The Mistake Of Putting Inputs In Policies

A common idea is:
Why not define customer inputs directly inside the policy?
At first, this seems reasonable. A policy requires beneficiary verification. Why not specify exactly which customer information is required? The problem is that verification is organization-specific. Consider the verified signal:
beneficiary_verified
Different organizations may establish this fact differently. Bank A may require:
  • beneficiary account
Bank B may require:
  • beneficiary account
  • beneficiary name
Bank C may require:
  • beneficiary account
  • beneficiary name
  • OTP confirmation
All three ultimately produce the same verified fact:
beneficiary_verified = true
The policy should not care how the fact was established. The policy should care only that the fact exists. This leads to a critical principle:
Policies should define evidence, not inputs.

Policies Define Evidence

A policy should answer one question:
What verified facts must exist before this action can be evaluated?
For example:
  • identity_verified
  • beneficiary_verified
  • available_balance
  • fraud_score
  • transfer_amount
These are evidence requirements. Not user interface requirements. Not workflow requirements. Not implementation requirements. The policy does not dictate how those facts are obtained. The policy dictates that those facts must exist. This distinction makes policies portable across organizations, systems, and customer experiences.

The Task → Policy → Schema Model

Organizations do not think in policies. Customers certainly do not think in policies. They think in tasks. Examples include:
  • Transfer Money
  • Add Beneficiary
  • Issue Refund
  • Approve Vendor Payment
A customer chooses a task. The organization maps that task to a policy. The policy defines a schema. The schema defines required verified signals. The resulting architecture becomes:
Customer Chooses Task

Task

Task → Policy Mapping

Policy

Policy Schema

Required Verified Signals

Signal Verification

Verified Signals

Policy Evaluation

Decision

Execution
This structure creates deterministic enforcement. Once the task is known, the policy is known. Once the policy is known, the schema is known. Once the schema is known, the required evidence is known.

The Trust Boundary

This architecture creates a clear separation of responsibilities. Customer Provides information. AI Collects information and assists interaction. Operational Systems Verify information and establish facts. Parmana Evaluates verified facts against policy. Execution Systems Execute approved actions. This separation is important because it prevents policy enforcement from depending on AI reasoning. AI can help gather information. AI can assist workflows. AI can improve user experiences. But AI does not determine truth. Verification determines truth. And policy enforcement operates on verified truth.

Evidence Is The Stable Interface

Customer experiences change. AI systems change. Verification systems change. Organizations change workflows.
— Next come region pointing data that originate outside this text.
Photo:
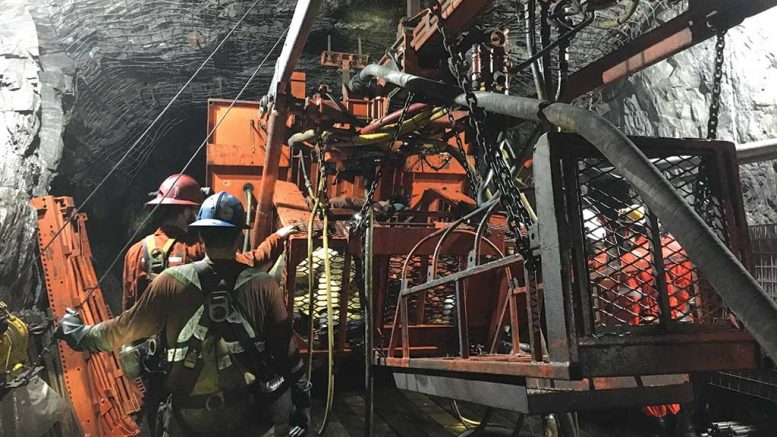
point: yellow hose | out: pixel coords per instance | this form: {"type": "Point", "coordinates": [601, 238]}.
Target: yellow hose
{"type": "Point", "coordinates": [311, 305]}
{"type": "Point", "coordinates": [330, 328]}
{"type": "Point", "coordinates": [386, 133]}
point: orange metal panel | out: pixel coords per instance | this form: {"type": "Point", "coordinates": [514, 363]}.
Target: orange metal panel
{"type": "Point", "coordinates": [298, 84]}
{"type": "Point", "coordinates": [242, 129]}
{"type": "Point", "coordinates": [236, 149]}
{"type": "Point", "coordinates": [102, 398]}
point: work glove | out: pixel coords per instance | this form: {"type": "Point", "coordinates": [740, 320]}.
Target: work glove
{"type": "Point", "coordinates": [71, 330]}
{"type": "Point", "coordinates": [286, 231]}
{"type": "Point", "coordinates": [300, 399]}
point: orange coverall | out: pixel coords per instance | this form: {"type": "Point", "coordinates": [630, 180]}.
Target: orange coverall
{"type": "Point", "coordinates": [187, 249]}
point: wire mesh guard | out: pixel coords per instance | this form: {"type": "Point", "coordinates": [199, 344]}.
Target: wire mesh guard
{"type": "Point", "coordinates": [436, 306]}
{"type": "Point", "coordinates": [340, 275]}
{"type": "Point", "coordinates": [638, 273]}
{"type": "Point", "coordinates": [758, 383]}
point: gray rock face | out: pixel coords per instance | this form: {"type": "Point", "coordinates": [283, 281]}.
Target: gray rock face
{"type": "Point", "coordinates": [21, 167]}
{"type": "Point", "coordinates": [672, 99]}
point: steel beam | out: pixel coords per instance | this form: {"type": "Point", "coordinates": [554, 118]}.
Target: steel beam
{"type": "Point", "coordinates": [757, 151]}
{"type": "Point", "coordinates": [700, 22]}
{"type": "Point", "coordinates": [299, 29]}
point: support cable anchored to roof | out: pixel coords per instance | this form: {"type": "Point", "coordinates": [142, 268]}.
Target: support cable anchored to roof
{"type": "Point", "coordinates": [136, 143]}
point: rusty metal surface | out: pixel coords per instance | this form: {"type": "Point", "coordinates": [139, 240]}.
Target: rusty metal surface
{"type": "Point", "coordinates": [625, 299]}
{"type": "Point", "coordinates": [697, 24]}
{"type": "Point", "coordinates": [103, 398]}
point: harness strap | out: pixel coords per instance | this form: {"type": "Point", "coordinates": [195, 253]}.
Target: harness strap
{"type": "Point", "coordinates": [185, 357]}
{"type": "Point", "coordinates": [156, 259]}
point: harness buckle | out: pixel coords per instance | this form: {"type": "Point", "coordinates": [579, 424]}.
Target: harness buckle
{"type": "Point", "coordinates": [191, 357]}
{"type": "Point", "coordinates": [214, 402]}
{"type": "Point", "coordinates": [218, 306]}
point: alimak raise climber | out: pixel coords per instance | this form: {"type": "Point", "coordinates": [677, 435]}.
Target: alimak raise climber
{"type": "Point", "coordinates": [232, 357]}
{"type": "Point", "coordinates": [177, 199]}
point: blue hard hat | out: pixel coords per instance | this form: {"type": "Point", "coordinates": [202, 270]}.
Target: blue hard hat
{"type": "Point", "coordinates": [221, 210]}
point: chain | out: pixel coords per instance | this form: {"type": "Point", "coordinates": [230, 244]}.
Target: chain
{"type": "Point", "coordinates": [474, 180]}
{"type": "Point", "coordinates": [368, 198]}
{"type": "Point", "coordinates": [712, 123]}
{"type": "Point", "coordinates": [519, 218]}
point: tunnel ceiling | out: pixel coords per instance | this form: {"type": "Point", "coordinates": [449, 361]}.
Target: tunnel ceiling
{"type": "Point", "coordinates": [128, 58]}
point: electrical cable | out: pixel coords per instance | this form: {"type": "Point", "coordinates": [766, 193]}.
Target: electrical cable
{"type": "Point", "coordinates": [132, 147]}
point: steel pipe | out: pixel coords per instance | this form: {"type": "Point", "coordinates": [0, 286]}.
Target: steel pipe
{"type": "Point", "coordinates": [272, 157]}
{"type": "Point", "coordinates": [731, 280]}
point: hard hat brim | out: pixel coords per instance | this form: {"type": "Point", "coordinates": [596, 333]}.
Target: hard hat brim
{"type": "Point", "coordinates": [212, 223]}
{"type": "Point", "coordinates": [169, 201]}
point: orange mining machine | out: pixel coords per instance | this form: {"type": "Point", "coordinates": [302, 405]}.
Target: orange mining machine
{"type": "Point", "coordinates": [572, 268]}
{"type": "Point", "coordinates": [577, 269]}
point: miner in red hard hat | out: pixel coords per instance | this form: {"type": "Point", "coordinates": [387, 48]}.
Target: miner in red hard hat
{"type": "Point", "coordinates": [179, 198]}
{"type": "Point", "coordinates": [178, 202]}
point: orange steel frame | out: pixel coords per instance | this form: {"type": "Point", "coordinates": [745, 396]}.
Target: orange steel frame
{"type": "Point", "coordinates": [103, 398]}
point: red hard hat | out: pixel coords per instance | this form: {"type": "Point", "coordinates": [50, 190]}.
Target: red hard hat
{"type": "Point", "coordinates": [178, 189]}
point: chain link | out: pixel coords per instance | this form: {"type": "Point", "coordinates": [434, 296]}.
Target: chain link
{"type": "Point", "coordinates": [519, 218]}
{"type": "Point", "coordinates": [472, 178]}
{"type": "Point", "coordinates": [712, 123]}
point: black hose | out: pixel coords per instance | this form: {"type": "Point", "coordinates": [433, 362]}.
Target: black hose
{"type": "Point", "coordinates": [714, 260]}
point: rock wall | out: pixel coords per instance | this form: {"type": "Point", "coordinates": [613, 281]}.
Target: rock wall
{"type": "Point", "coordinates": [672, 99]}
{"type": "Point", "coordinates": [22, 170]}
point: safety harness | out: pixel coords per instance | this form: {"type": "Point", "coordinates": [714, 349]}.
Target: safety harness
{"type": "Point", "coordinates": [156, 259]}
{"type": "Point", "coordinates": [220, 317]}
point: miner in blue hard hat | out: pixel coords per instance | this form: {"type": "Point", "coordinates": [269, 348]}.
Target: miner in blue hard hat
{"type": "Point", "coordinates": [230, 349]}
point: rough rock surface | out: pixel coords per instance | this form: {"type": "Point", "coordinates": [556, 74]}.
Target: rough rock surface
{"type": "Point", "coordinates": [672, 99]}
{"type": "Point", "coordinates": [130, 58]}
{"type": "Point", "coordinates": [21, 167]}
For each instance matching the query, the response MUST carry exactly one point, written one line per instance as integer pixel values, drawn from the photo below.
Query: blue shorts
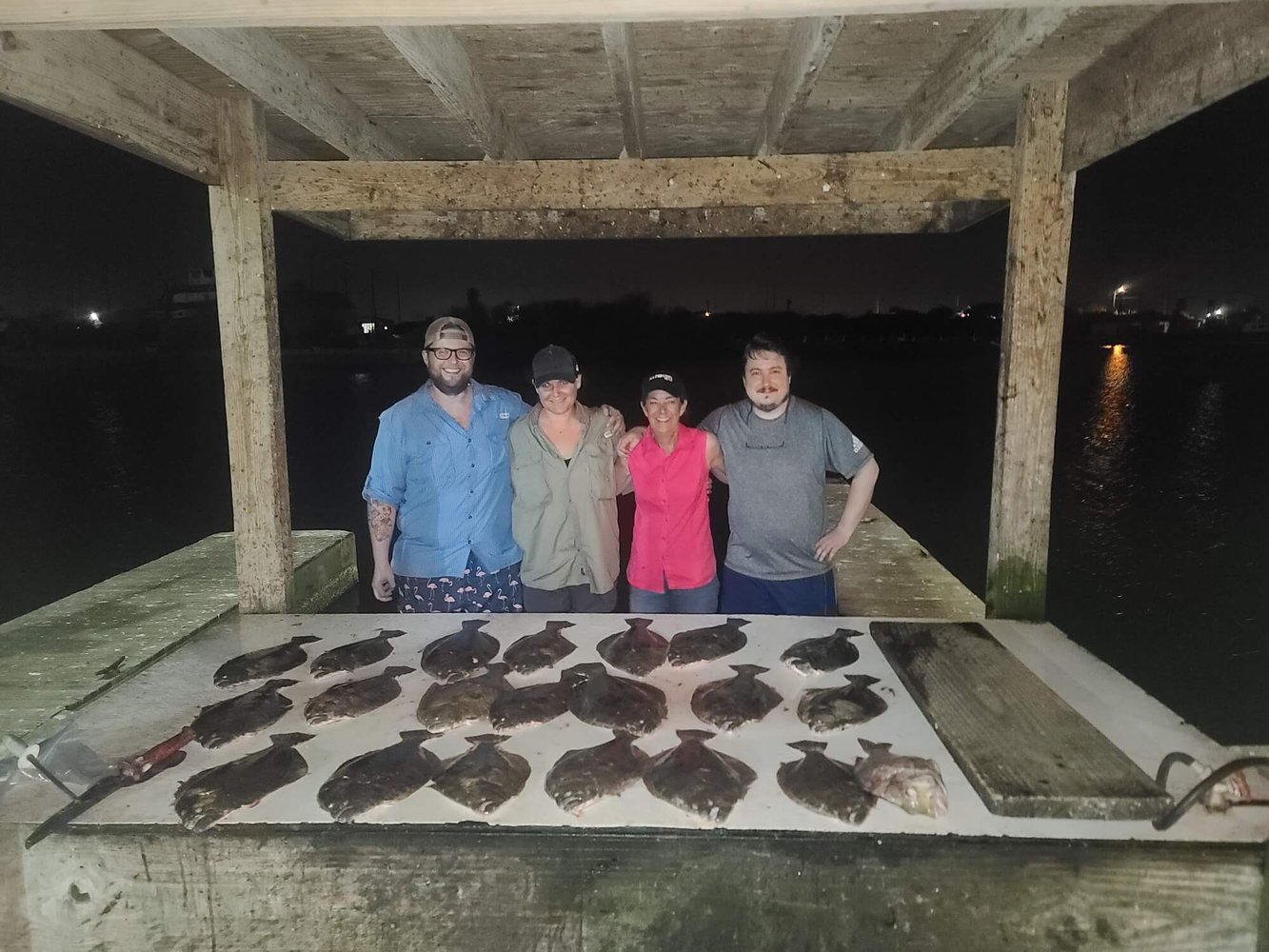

Policies should not. A policy should define the evidence required for evaluation. How that evidence is collected is an implementation detail. How that evidence is verified is an operational concern. Policy enforcement begins only when verified facts exist. This separation allows policies to remain stable while systems evolve around them.

Why This Matters

The future will contain increasingly autonomous systems. The challenge is not merely collecting information. The challenge is establishing evidence. Inputs are claims. Verified signals are facts. Policies define the facts required for evaluation. Verification establishes those facts. Policy enforcement determines whether execution is allowed. As autonomous systems become more capable, organizations will need a reliable mechanism to ensure actions remain subject to human-defined rules. That mechanism cannot depend on user interfaces. It cannot depend on workflows. It cannot depend on AI reasoning. It must depend on evidence. Because autonomous systems should be governed by facts, not forms. And policies should define evidence, not inputs.